Por eso el pueblo no festejó el triunfo laborista como los franceses habían festejado en mayo de 1981 el de Franois Mitterrand: mucha agua ha pasado bajo los puentes y con ella muchas desilusiones. Nadie espera demasiado de Blair, aunque la mayoría esté muy contenta con quitarse de encima a los herederos de Margaret Thatcher. No hay, en efecto, proporción entre la crisis económica y el programa de Blair, ni entre la magnitud del voto laborista (50% más que en la última elección, el 43.44% de los votantes) y el sentido reivindicativo de la votación (expresado por ejemplo en los seis diputados de los nacionalistas escoceses, que antes tenían tres, o en los dos diputados del Sinn Fein irlandés, a pesar de que se les prohibió hacer campaña), por un lado y, por el otro, la posición muy tibia y vacilante de la nueva dirección laborista que está todavía a la sombra de Margaret Thatcher la cual, a su vez, es el gobierno tras bambalinas de los conservadores, pues controla un partido sin líderes y a la deriva, que muy difícilmente podrá remontar en pocos años la cuesta en la que se ha precipitado.

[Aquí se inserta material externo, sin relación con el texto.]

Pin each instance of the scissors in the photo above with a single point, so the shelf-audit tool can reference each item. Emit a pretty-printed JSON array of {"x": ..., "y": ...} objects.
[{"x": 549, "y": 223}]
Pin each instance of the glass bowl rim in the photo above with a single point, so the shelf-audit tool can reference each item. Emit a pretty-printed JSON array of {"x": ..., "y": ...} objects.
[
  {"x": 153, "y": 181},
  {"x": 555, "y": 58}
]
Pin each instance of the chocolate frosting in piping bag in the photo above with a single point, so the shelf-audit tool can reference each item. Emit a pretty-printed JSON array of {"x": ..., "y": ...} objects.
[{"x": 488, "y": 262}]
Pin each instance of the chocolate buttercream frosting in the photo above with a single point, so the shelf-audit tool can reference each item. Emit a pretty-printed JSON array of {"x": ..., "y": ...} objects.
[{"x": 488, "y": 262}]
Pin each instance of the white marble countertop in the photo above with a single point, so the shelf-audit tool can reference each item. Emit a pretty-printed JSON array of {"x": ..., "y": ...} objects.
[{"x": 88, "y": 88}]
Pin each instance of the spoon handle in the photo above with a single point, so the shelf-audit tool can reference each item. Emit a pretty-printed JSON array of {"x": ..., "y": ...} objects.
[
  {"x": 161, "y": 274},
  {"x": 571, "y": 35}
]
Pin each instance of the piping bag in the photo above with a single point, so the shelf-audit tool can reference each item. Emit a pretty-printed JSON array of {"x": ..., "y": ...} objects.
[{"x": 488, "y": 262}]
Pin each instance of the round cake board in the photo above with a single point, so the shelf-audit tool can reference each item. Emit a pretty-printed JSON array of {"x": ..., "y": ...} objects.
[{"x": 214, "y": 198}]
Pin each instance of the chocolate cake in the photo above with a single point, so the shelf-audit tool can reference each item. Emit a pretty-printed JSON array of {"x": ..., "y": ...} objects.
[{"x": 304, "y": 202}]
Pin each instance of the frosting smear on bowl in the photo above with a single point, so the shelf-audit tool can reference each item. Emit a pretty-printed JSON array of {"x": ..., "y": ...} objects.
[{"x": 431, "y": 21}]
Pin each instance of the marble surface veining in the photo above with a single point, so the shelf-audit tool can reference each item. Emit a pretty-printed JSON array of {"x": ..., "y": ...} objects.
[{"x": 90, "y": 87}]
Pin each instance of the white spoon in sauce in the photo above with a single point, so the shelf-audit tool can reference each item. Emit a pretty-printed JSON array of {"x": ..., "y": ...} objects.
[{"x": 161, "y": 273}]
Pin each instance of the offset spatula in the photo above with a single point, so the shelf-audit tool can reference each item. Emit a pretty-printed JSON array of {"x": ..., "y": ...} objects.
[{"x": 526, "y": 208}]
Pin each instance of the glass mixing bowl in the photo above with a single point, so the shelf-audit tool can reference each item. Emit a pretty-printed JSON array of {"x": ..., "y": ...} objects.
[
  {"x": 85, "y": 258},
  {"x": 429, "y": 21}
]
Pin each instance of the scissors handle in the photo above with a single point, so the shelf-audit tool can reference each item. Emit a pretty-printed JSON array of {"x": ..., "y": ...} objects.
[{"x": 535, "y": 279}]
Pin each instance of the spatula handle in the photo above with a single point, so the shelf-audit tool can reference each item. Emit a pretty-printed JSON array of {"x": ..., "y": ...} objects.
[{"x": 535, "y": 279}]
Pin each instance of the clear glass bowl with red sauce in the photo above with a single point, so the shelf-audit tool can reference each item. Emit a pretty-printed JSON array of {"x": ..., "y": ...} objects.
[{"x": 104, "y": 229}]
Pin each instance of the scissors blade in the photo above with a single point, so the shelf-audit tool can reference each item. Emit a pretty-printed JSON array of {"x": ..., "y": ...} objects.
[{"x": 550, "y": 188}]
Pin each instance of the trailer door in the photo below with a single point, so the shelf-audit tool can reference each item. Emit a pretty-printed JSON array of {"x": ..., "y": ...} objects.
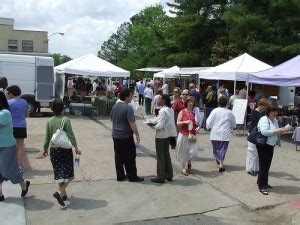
[{"x": 44, "y": 79}]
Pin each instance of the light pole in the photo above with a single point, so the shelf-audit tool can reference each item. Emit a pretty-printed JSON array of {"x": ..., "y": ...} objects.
[{"x": 56, "y": 33}]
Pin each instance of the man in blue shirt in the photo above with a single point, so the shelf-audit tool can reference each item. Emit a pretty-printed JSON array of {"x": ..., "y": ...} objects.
[{"x": 141, "y": 88}]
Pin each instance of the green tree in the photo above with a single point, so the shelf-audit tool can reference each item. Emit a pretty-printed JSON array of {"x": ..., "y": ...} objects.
[
  {"x": 267, "y": 29},
  {"x": 115, "y": 48},
  {"x": 60, "y": 59},
  {"x": 140, "y": 43},
  {"x": 198, "y": 25}
]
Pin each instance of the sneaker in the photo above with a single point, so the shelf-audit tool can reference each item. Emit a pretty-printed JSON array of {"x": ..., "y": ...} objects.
[
  {"x": 24, "y": 192},
  {"x": 158, "y": 180},
  {"x": 121, "y": 178},
  {"x": 264, "y": 191},
  {"x": 59, "y": 199},
  {"x": 137, "y": 179},
  {"x": 64, "y": 198},
  {"x": 221, "y": 170},
  {"x": 252, "y": 173}
]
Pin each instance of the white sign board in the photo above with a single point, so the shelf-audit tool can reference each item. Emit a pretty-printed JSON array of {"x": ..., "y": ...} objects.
[{"x": 239, "y": 110}]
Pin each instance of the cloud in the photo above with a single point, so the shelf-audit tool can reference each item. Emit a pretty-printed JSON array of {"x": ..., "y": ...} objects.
[{"x": 86, "y": 24}]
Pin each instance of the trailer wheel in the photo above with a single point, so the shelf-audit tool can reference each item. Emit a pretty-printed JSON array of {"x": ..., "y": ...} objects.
[{"x": 32, "y": 104}]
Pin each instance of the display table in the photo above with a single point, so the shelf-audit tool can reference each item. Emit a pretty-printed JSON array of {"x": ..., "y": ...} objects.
[
  {"x": 296, "y": 137},
  {"x": 80, "y": 109}
]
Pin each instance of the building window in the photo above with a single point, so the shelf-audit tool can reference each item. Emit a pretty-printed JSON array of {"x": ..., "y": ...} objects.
[
  {"x": 13, "y": 45},
  {"x": 27, "y": 46}
]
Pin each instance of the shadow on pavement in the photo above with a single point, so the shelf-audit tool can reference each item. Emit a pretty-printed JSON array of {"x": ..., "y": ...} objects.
[
  {"x": 177, "y": 181},
  {"x": 31, "y": 173},
  {"x": 211, "y": 174},
  {"x": 85, "y": 203},
  {"x": 34, "y": 204},
  {"x": 200, "y": 159},
  {"x": 13, "y": 200},
  {"x": 288, "y": 190},
  {"x": 283, "y": 175}
]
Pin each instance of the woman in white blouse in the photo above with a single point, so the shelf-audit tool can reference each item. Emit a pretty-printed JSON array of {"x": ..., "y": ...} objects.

De todos modos, la city londinense expresó su temor con una fuerte caída de la libra, ya que una cosa es Blinton y otra su electorado, que seguramente formulará reivindicaciones e impondrá algunos programas sociales y que, lejos de abandonar toda veleidad clasista, como ha hecho la nueva dirección laborista, ha votado, a pesar de ésta, con un fuerte sentimiento de clase, que está muy arraigado en todos los británicos (como lo demostró hasta el hartazgo la señora Thatcher y, en el otro campo, el movimiento minero que la enfrentó, encabezado por Arthur Scargill).
Ya en los años 20 el gobierno laborista de Dwight McDonald hizo la política de los tories y cayó. Blair no puede olvidar esa experiencia ni puede tampoco desconocer que el electorado quiso barrer al régimen y a la política de Margaret Thatcher y no perpetuarlos bajo otra forma más civilizada. Es probable, por lo tanto, que la aplicación de la política decidida en Maastricht lleve al gobierno laborista a enfrentarse con su base social, que se sentirá estimulada por su victoria electoral. En el panorama político británico se prevén, por consiguiente, nuevas alianzas y nuevas diferenciaciones, pero en un contexto europeo que repudia cada vez con mayor vigor el capitalismo de choque que favorecen los conservadores.